The third fact to be considered is in respect of the authority the D.P.P has to discontinue criminal proceedings. The D.P.P does not have absolute power to do so. That is to say, he or she cannot do so independently. This must be done "in accordance with such general or special directions (if any) as the Attorney General may give him." What this means in our view is that if the Attorney General gives special instructions to the D.P.P to discontinue a case, the D.P.P has no alternative but to do so. It would seem, then, that whenever the office of Attorney General is filled by a political appointee, rather than a public officer, whether or not offence under the Act are heard by magistrate of judge and jury is not determined by the Integrity Commission, or our President, or the D.P.P, or even the Attorney General. It is determined by the Prime Minister by virtue of his power under the Constitution to have, as Attorney General, a political appointee rather than a Public Officer.
The most important factor determining how the law works in practice are citizens who may wish to exercise their right to make complaints to the Commission against suspected offenders. These citizens constitute a major factor. That is so because in the absence of complaints the Act would be virtually a dead letter. It stands to reason that would-be complainants would not be moved to make complaints to the Commission, except in a setting where their complaints have a fairly good opportunity to be not just commenced by the D.P.P but, more so, adjudicated in the Courts. Political influence or manipulation or control, whether of the Integrity Commission or of the Director of Public Prosecutions or of both, does not provide for such a setting.
A fact which might further discourage would-be complaints from coming forward is what many consider to be the absolutely and comparatively severe penalties imposed by the Act on persons found guilty of maliciously making false allegations or maliciously providing false information against others in respect of bribery, corruption or the possession of property which cannot be accounted for.
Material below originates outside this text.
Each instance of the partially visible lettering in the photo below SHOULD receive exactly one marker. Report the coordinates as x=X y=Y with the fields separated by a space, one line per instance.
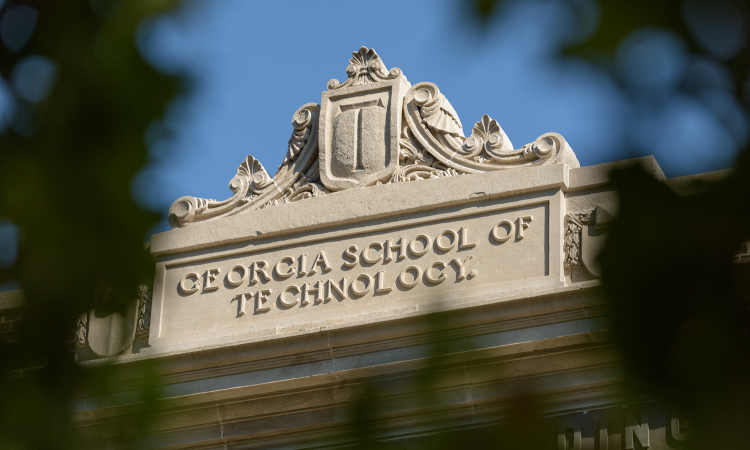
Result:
x=381 y=253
In a Magistrate's Court, you might remember, the penalty is $15,000.00 or three years imprisonment, or both such fine and imprisonment. Now, compare this with the penalty imposed upon a "person in public life", or a "prescribed officer", or a public officer, or any other person, where these offenders are convicted of any of the various offences relating to bribery and corruption. Before a Magistrate, the penalty is a fine of $5,000.00 or two years imprisonment, or to both such fine and imprisonment. Looked at in this way, it is difficult to escape the conclusion that the comparatively harsh penalties imposed by the Act on convicted complainants might have the effect of discouraging persons from making complaints to the Commission.
The Integrity Commission is of that view. More than this, it has pointed out that the imposition of penalties on complainants is probably in contravention of a sacred principle of the law. The principle is that a fine or a term of imprisonment may be imposed for a criminal offence, but not in respect of a civil wrong. In respect of a civil wrong, damages are awarded. Maliciously making false allegations or maliciously providing false information are civil wrongs governed by the law of defamation, rather than offences governed by the criminal law. The Commission has repeatedly called upon the Powers-that-Be to amend the provision. But this has not been done. You might well be asking whether the Act was intended to discourage complainants from coming forward and, by this, to enable offending "persons in public life" to escape punishment.